Des jeunes persifleurs ont décrété que Hassi Baril était «l'homme de l'année» en Algérie pour le plongeon qu'il a fait au-dessous des 60 dollars au point de pousser ceux qui gouvernent le pays à sortir, légèrement, du ronron-va-bien et à se poser des questions. Les «prouesses» du baril n'étant pas du tout algériennes - elles sont saoudiennes ou américaines -, on n'est pas obligé de donner raison aux persifleurs. Ni d'ailleurs à ceux qui nous disent que la chute des prix du baril est une «bonne chose» pour l'Algérie. Hassi Baril compte beaucoup dans la vie du pays et la baisse des prix du pétrole est indubitablement une mauvaise nouvelle. Exit donc Hassi Baril.

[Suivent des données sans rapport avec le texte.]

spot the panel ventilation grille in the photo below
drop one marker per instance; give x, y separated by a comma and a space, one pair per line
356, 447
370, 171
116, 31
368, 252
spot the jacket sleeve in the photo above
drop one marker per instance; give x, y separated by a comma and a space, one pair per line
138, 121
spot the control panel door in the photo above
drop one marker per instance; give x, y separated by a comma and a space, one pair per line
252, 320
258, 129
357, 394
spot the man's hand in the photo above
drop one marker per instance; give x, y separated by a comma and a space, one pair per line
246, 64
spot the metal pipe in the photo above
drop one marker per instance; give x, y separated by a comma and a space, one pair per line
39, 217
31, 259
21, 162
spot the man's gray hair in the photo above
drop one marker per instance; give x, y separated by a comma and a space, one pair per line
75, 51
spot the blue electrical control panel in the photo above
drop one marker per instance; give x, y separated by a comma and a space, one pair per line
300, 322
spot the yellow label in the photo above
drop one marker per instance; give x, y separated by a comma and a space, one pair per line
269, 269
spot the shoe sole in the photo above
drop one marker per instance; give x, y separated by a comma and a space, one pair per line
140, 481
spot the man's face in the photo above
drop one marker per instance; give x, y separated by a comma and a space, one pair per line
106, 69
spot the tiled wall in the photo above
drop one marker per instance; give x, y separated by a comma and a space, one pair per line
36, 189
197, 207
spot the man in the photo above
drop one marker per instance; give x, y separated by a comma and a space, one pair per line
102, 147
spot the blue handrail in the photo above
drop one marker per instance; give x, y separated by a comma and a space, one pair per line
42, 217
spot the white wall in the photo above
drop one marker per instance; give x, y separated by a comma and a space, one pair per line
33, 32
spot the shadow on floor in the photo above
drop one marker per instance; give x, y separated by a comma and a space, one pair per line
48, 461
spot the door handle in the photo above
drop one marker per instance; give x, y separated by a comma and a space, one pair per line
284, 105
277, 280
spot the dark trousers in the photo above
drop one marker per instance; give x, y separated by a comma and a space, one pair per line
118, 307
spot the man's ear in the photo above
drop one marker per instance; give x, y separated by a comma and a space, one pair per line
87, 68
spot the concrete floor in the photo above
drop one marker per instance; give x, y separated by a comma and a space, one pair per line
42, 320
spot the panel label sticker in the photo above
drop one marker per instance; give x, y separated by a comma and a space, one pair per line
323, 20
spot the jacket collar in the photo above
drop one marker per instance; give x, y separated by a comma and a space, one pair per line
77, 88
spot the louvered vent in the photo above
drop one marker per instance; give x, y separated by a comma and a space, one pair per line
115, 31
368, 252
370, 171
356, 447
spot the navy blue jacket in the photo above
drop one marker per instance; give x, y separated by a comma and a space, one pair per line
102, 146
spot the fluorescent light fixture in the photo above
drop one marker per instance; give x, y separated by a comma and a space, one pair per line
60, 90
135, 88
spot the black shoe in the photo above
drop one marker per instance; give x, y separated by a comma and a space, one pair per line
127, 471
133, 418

Le football avec la prouesse des Verts au Brésil aurait pu faire l'évènement de l'année 2014. Mais la grande joie qu'il a procurée à de nombreux Algériens a été définitivement assombrie par la mort, sur le stade du 1er Novembre de Tizi-Ouzou, du joueur camerounais Albert Ebossé. La honte absolue ! Exit donc ce football où les frustrations et les névroses viennent se déverser sur fond d'irresponsabilité éthique des dirigeants.

La politique alors ? Il y a eu une élection présidentielle en 2014 et elle n'a fait que reconduire un statuquo un peu plus paralysant. Ali Benflis aura été, à son corps défendant peut-être, le « grand électeur » de Bouteflika. Une curieuse amnésie lui a fait balayer du revers de la main ceux qui l'avertissaient que la réédition de 2004 était en route. Exit donc la politique. Et ce ne sont pas les tentatives de censures morales contre les chercheurs et les artistes qui nous donneraient quelques raisons de croire qu'il y a un mieux dans ce domaine.

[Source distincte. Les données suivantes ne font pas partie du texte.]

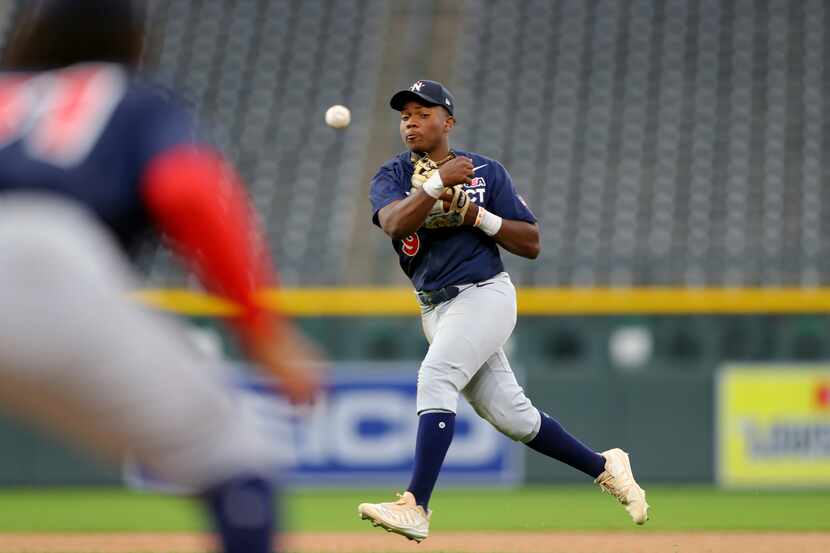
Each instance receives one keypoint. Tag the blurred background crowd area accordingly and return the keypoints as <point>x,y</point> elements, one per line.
<point>659,142</point>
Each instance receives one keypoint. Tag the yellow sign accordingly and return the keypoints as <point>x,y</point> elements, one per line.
<point>774,426</point>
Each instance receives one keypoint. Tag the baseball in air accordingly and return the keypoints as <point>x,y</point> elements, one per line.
<point>338,116</point>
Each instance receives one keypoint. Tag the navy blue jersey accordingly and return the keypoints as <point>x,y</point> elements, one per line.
<point>434,258</point>
<point>87,133</point>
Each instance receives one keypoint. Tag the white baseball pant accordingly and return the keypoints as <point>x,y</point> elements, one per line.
<point>77,356</point>
<point>466,355</point>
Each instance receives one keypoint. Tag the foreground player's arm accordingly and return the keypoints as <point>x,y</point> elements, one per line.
<point>401,218</point>
<point>518,237</point>
<point>509,221</point>
<point>198,201</point>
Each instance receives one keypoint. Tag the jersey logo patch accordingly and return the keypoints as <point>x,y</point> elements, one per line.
<point>411,245</point>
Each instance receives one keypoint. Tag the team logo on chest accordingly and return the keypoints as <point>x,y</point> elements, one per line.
<point>411,245</point>
<point>476,189</point>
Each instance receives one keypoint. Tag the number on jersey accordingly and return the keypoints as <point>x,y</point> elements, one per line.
<point>59,115</point>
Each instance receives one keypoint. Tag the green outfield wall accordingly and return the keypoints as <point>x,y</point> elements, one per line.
<point>642,382</point>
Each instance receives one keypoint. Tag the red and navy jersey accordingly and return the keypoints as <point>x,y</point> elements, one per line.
<point>435,258</point>
<point>128,153</point>
<point>88,133</point>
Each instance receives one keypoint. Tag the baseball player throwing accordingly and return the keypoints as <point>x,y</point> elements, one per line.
<point>447,212</point>
<point>92,162</point>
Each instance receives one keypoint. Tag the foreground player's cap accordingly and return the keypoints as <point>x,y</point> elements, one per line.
<point>429,92</point>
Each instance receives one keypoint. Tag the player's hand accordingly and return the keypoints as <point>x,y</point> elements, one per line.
<point>292,360</point>
<point>458,170</point>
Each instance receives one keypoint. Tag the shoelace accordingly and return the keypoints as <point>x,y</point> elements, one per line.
<point>607,485</point>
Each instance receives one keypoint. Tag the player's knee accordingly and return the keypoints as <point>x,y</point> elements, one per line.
<point>519,420</point>
<point>438,388</point>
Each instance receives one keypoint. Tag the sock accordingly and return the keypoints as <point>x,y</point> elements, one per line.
<point>435,432</point>
<point>243,514</point>
<point>554,441</point>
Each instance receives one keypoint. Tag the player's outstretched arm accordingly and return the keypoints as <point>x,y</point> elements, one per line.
<point>519,237</point>
<point>401,218</point>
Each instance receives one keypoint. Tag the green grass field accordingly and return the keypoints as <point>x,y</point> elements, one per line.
<point>529,509</point>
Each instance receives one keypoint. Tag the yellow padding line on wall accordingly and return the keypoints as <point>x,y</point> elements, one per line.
<point>325,302</point>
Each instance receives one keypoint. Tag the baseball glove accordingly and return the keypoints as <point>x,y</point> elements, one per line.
<point>449,210</point>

Peut-être faut-il attendre et espérer dans ceux qui œuvrent à semer l'idée simple qu'il existe des solutions algériennes à mettre en œuvre entre Algériens. Il existe bien une impasse politique créée par le régime politique et qui finit - souvenons-nous de la Libye, de la Syrie et de l'Irak - par faire pénétrer dans les esprits que la «solution» peut ou doit venir de l'extérieur. Un courant monte en cette fin 2014 pour refuser que l'impasse du régime devienne un piège pour le pays, une menace pour la souveraineté et une annihilation de l'aptitude des Algériens à penser leurs solutions. Il faudra faire l'effort de refuser que le cul-de-sac du régime ne s'implante pas totalement dans les têtes et que les réflexions sur la sortie de crise s'expriment ouvertement.

La politique fera peut-être, si ces grains qui sont semés se mettent à germer, l'évènement en 2015. Mais n'allez pas croire qu'il ne s'est rien passé de bien en 2014. Une équipe de 6 Algériens s'est classée à la 8ème place du 24e Championnat mondial de la mémoire. Une bonne performance dans des épreuves où ils devaient mémoriser des dates, des images, des visages? Cette équipe a fait mieux que le Japon et l'Inde. Et c'est rafraîchissant.

L'évènement 2014, le plus agréable et le plus réjouissant, c'est la jeune et belle Sabrina Latreche, 21 ans, qui nous l'a offert en devenant championne arabe de jeu d'échecs en individuel. Ni Bouteflika, ni Benflis, ni les fichus footeux et leurs fans violents, ni Hassi Baril et ses plongeons qui angoissent. Sabrina Latreche est notre oiseau national rare, celle qui a rendu 2014 moins terne.